Housing crisis worsens as economy weakens
Monday December 22, 2008, 4:12 pm EST
WASHINGTON (Reuters) - The desperate straits of many U.S. homeowners showed in new data released on Monday, suggesting efforts to help them are having limited success.
As the recession throws more people out of work, the rate of re-default on modified mortgages is rising and may worsen as the economy deteriorates, banking regulators said.
After much browbeating from Congress, banks and other mortgage lenders are beginning to do more, to modify home loans so that distressed borrowers can avoid foreclosure.
But the latest figures from regulators raise questions about how modifications are being done and how much they help, even as foreclosure rates hit record-setting levels.

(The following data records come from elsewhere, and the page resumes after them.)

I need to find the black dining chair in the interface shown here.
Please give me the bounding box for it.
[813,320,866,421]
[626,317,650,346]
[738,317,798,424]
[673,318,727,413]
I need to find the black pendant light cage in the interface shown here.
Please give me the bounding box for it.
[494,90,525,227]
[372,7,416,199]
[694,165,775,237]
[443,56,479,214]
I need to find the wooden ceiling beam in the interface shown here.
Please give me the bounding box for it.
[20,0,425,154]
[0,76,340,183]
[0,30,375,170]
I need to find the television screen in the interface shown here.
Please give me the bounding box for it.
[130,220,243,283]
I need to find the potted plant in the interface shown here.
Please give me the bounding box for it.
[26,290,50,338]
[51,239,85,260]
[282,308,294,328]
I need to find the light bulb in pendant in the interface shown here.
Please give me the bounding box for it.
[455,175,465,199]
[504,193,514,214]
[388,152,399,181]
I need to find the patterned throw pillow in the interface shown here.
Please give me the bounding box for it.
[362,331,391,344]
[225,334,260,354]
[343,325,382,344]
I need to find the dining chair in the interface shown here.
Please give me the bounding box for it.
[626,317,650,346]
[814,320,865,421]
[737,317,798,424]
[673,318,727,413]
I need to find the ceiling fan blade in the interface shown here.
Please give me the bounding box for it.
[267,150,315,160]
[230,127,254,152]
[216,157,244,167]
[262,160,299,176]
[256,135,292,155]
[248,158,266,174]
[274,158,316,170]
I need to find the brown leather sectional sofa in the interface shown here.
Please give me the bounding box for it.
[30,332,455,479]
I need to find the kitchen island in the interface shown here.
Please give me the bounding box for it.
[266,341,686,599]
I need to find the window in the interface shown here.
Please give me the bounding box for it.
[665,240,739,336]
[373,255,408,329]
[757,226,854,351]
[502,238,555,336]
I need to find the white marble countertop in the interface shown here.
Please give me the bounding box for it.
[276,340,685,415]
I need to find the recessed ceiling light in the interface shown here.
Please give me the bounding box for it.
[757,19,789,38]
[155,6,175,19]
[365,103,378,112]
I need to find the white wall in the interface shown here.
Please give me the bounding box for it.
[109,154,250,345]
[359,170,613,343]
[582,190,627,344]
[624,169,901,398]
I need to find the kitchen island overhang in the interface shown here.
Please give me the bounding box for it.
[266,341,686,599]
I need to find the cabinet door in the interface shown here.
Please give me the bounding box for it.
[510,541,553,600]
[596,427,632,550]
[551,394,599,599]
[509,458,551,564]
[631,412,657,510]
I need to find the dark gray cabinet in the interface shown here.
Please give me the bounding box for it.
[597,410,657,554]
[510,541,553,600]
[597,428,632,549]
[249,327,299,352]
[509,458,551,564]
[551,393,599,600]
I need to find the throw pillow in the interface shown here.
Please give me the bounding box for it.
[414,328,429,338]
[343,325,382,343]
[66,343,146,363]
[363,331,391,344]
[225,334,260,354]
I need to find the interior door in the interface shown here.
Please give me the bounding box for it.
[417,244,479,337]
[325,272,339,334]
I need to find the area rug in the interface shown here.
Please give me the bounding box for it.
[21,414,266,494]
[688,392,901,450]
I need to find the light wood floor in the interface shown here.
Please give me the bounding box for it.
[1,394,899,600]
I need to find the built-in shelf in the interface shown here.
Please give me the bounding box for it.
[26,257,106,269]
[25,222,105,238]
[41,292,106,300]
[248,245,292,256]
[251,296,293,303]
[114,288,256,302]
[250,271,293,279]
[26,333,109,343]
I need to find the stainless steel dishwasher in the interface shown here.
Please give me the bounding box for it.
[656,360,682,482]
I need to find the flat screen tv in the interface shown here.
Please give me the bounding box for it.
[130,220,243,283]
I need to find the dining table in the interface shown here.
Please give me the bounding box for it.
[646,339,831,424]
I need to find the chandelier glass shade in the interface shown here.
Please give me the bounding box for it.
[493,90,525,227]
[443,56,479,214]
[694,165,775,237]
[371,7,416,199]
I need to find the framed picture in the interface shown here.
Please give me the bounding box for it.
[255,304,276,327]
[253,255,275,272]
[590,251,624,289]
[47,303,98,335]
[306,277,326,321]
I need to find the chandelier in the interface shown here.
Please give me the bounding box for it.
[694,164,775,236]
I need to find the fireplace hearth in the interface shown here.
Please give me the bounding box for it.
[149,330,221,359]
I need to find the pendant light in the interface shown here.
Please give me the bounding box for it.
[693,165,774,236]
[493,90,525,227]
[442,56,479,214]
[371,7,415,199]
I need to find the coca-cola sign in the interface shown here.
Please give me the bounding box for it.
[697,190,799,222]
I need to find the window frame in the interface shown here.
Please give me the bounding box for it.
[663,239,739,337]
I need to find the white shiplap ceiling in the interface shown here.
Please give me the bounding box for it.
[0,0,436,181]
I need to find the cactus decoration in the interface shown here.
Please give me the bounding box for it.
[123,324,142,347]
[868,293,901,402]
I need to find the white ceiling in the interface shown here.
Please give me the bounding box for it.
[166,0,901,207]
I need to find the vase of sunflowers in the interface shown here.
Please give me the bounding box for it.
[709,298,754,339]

“You have to think that it will get worse before it gets better,” John Dugan, the U.S. Comptroller of the Currency, said in an interview with Reuters.
Critics say most loan modifications up until a few months ago were temporary and not aimed at providing for sustainable payment plans, so it comes as no surprise that homeowners are defaulting.
At the same time, a lenders’ group known as Hope Now warned on Monday that the number of U.S. homeowners seeking help to avoid foreclosure would double next year to 2 million.
The housing crisis and the recession will keep Congress busy when it returns on January 6, 2009, from a holiday break, and preoccupy President-elect Barack Obama after he is sworn in on January 20.
Between January 6 and the inauguration, congressional Democrats are expected to introduce legislation urging more aggressive efforts to help those homeowners who are in over their heads.
A bill being drafted by Massachusetts Rep. Barney Frank might include a sweeping mortgage relief plan from Federal Deposit Insurance Corp Chairman Sheila Bair, a House aide said on Monday.
The bill is sure to insist that more be done to help homeowners under a plan already under way – the Treasury Department’s $700 billion Troubled Asset Relief Program.
That plan, known as the TARP, has given hundreds of millions of dollars in aid to banks and, more recently, to major U.S. automakers. But Frank and other Democrats contend the TARP is doing little to help homeowners.